North Korea's official news agency, in a rare report on a natural disaster, is warning of severe damage to crops in the impoverished country from torrential rains last month.
The Korean Central News Agency says heavy rains have swamped at least 100,000 hectares of cropland and more than a 1,000 homes have been flooded, mainly in the southern and central part of the country.
That would be about four percent of North Korea's arable land.
The state-run news agency adds the damaged fields are unlikely to produce a crop this year.
International aid organizations in Pyongyang, as well as officials in Seoul, said that as of Monday, they had not been asked for additional help by the North.

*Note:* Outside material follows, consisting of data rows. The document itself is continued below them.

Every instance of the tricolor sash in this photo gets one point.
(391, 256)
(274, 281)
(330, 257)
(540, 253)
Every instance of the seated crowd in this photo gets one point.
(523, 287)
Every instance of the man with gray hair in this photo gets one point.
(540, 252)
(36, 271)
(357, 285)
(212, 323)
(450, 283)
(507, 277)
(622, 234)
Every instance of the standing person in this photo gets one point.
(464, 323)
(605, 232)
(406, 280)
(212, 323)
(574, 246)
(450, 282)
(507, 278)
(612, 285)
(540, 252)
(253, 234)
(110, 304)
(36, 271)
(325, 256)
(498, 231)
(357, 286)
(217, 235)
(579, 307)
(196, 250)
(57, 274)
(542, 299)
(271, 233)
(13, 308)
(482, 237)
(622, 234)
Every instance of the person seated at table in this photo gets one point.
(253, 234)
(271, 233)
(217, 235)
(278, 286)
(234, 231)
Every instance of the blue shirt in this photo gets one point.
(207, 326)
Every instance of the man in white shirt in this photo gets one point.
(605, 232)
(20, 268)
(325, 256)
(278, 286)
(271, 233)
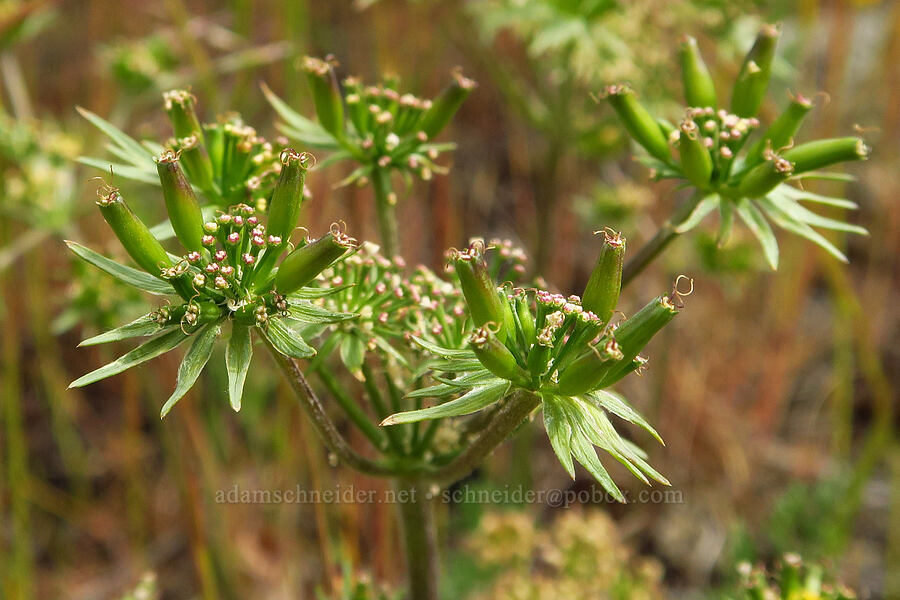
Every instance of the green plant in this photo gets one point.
(488, 355)
(759, 181)
(378, 128)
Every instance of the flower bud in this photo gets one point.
(753, 79)
(496, 357)
(181, 204)
(304, 264)
(326, 94)
(764, 178)
(284, 207)
(483, 299)
(586, 372)
(639, 123)
(696, 162)
(602, 291)
(446, 104)
(698, 84)
(824, 153)
(782, 130)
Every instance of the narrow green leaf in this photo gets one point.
(311, 313)
(285, 340)
(150, 349)
(803, 196)
(129, 145)
(757, 224)
(617, 405)
(138, 279)
(703, 208)
(584, 453)
(140, 327)
(783, 220)
(560, 434)
(472, 401)
(194, 360)
(440, 351)
(237, 360)
(805, 215)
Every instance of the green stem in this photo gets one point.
(331, 437)
(419, 539)
(510, 415)
(385, 207)
(666, 234)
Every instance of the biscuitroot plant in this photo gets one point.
(434, 370)
(734, 164)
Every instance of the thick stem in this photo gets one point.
(515, 409)
(386, 210)
(311, 405)
(667, 232)
(419, 539)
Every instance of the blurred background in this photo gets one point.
(776, 393)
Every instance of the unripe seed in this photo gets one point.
(284, 207)
(446, 104)
(824, 153)
(305, 263)
(496, 357)
(753, 79)
(782, 130)
(602, 291)
(181, 203)
(326, 94)
(639, 123)
(763, 178)
(698, 84)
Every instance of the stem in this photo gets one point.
(515, 409)
(386, 211)
(419, 539)
(658, 242)
(332, 438)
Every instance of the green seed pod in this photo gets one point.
(764, 178)
(635, 333)
(284, 206)
(639, 123)
(782, 130)
(181, 204)
(602, 291)
(134, 236)
(586, 372)
(753, 79)
(526, 319)
(326, 94)
(483, 299)
(699, 90)
(824, 153)
(496, 357)
(180, 107)
(695, 159)
(304, 264)
(446, 104)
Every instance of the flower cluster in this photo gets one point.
(227, 161)
(379, 127)
(711, 149)
(566, 349)
(229, 272)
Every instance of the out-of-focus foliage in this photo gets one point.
(579, 555)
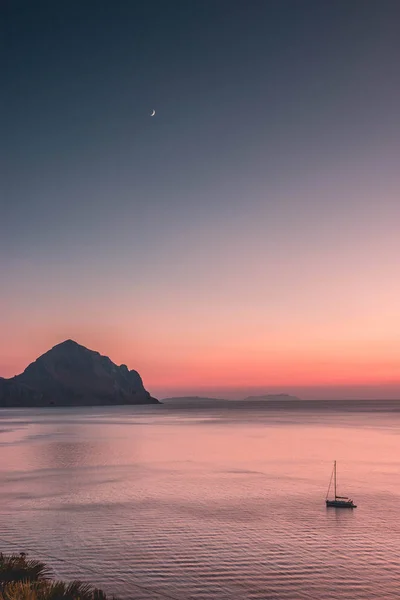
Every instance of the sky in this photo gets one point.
(243, 240)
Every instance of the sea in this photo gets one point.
(191, 502)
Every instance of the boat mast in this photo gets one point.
(335, 477)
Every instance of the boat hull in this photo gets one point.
(341, 504)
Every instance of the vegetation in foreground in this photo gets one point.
(24, 579)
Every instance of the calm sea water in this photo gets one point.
(161, 502)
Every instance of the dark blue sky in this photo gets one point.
(276, 139)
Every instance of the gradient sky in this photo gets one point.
(245, 238)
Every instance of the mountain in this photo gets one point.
(71, 375)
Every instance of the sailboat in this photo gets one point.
(339, 501)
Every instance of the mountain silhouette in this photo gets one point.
(71, 375)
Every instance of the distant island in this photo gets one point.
(273, 397)
(71, 375)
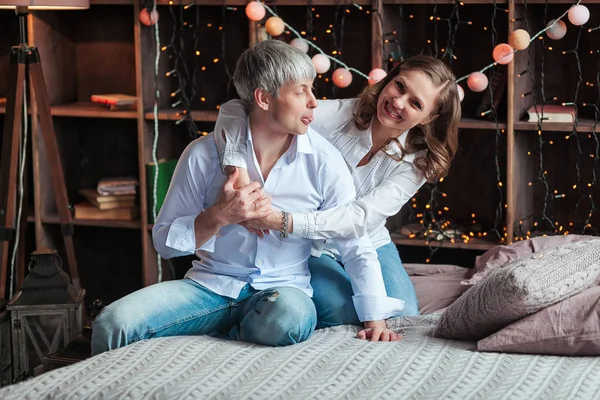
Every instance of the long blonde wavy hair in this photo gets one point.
(439, 138)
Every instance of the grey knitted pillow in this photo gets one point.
(521, 288)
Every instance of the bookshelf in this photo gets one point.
(106, 50)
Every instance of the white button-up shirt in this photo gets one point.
(383, 186)
(310, 176)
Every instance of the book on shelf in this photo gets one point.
(165, 174)
(115, 101)
(552, 113)
(117, 186)
(86, 210)
(107, 202)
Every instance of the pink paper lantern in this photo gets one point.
(148, 18)
(274, 26)
(342, 77)
(558, 31)
(461, 92)
(376, 75)
(503, 53)
(579, 15)
(477, 81)
(300, 44)
(519, 39)
(255, 11)
(321, 63)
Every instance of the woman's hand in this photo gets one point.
(377, 331)
(262, 226)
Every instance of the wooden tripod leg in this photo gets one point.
(55, 165)
(9, 166)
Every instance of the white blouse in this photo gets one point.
(383, 186)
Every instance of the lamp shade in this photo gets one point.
(46, 4)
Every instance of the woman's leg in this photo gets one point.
(397, 281)
(172, 308)
(333, 290)
(332, 293)
(278, 316)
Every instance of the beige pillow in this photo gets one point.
(437, 286)
(501, 255)
(568, 328)
(521, 288)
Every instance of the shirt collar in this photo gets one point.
(300, 144)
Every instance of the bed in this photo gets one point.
(331, 364)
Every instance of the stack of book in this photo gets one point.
(115, 101)
(553, 113)
(112, 199)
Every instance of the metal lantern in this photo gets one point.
(5, 352)
(46, 314)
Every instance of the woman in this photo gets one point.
(399, 133)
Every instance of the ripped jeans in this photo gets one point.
(278, 316)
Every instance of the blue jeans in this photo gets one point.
(333, 291)
(278, 316)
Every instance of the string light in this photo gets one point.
(434, 217)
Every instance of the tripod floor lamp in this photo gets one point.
(25, 70)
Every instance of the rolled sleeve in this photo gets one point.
(230, 134)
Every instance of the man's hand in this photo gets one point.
(376, 331)
(237, 205)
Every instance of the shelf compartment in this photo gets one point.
(583, 125)
(112, 2)
(175, 115)
(91, 110)
(242, 3)
(470, 123)
(135, 224)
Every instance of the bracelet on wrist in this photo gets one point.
(283, 232)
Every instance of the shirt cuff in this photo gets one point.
(304, 225)
(235, 156)
(182, 236)
(376, 308)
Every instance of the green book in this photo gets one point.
(165, 173)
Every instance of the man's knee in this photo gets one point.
(110, 329)
(284, 316)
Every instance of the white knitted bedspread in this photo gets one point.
(331, 365)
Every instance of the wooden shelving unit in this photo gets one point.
(106, 50)
(84, 109)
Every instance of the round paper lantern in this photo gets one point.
(376, 75)
(321, 63)
(148, 18)
(519, 39)
(579, 15)
(255, 11)
(300, 44)
(342, 77)
(558, 31)
(461, 92)
(274, 26)
(503, 53)
(477, 82)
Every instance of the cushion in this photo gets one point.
(437, 286)
(570, 327)
(502, 255)
(521, 288)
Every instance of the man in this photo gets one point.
(244, 287)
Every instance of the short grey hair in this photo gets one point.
(269, 65)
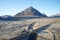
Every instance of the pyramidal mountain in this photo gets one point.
(30, 12)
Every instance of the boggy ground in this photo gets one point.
(39, 29)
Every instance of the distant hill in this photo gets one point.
(56, 15)
(30, 12)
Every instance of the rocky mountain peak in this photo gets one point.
(30, 12)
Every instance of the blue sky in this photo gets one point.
(12, 7)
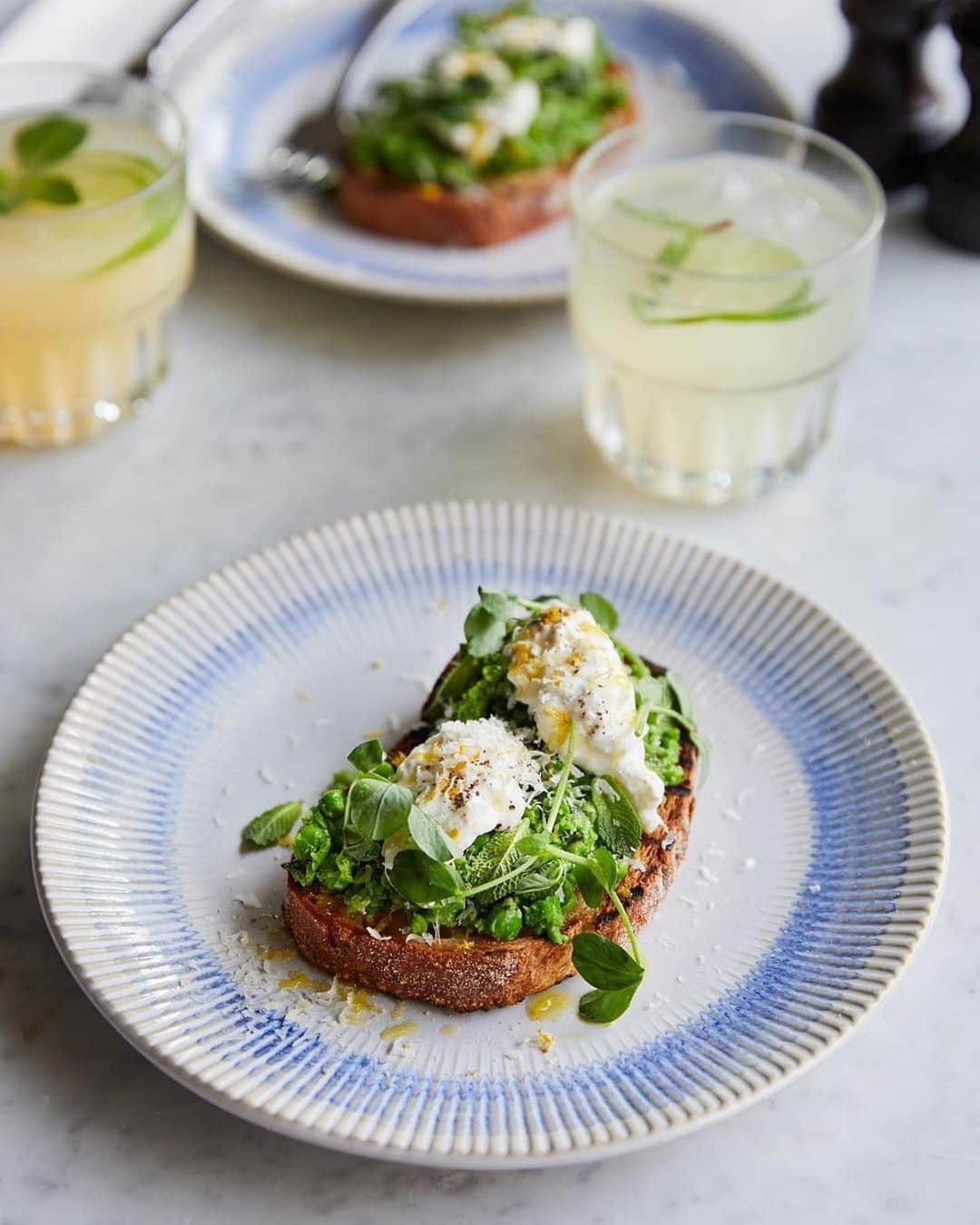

Richard Ragan, director of the World Food Program's office in Pyongyang, says North Korea's early wheat and barley crop received too much rain right before the harvest.
"What may be impacted most significantly at this point is the seed crop - what they would use for planting material next year," he said.
UNICEF representative Pierrette Vuthi in Pyongyang traveled to the northern part of the country last week where the situation appears not to be as dire.
"There were some roads that were cut off but it wasn't major flooding because the fields looked good," said Mr. Vuthi. "I'm not aware of any major flooding in the south of the country because I haven't been there and I haven't heard of a major flood situation."
Mr. Ragan says North Korea is becoming more open about reporting disasters, and this latest dispatch means "there could certainly be a significant problem" with this year's harvest.
North Korea suffered a famine in the mid-1990's, and now relies on foreign aid to feed about one-fourth of its population of 22 million. Its primary donors are South Korea, Japan, China, Russia and the United States.
Some countries, especially Japan and the United States, have cut back donations over the past few years, because of disputes with Pyongyang over its nuclear weapons programs and its kidnapping of Japanese citizens in the past.
The World Food Program's Mr. Ragan says 35,000 tons of Russian wheat just arrived in North Korea a few days ago.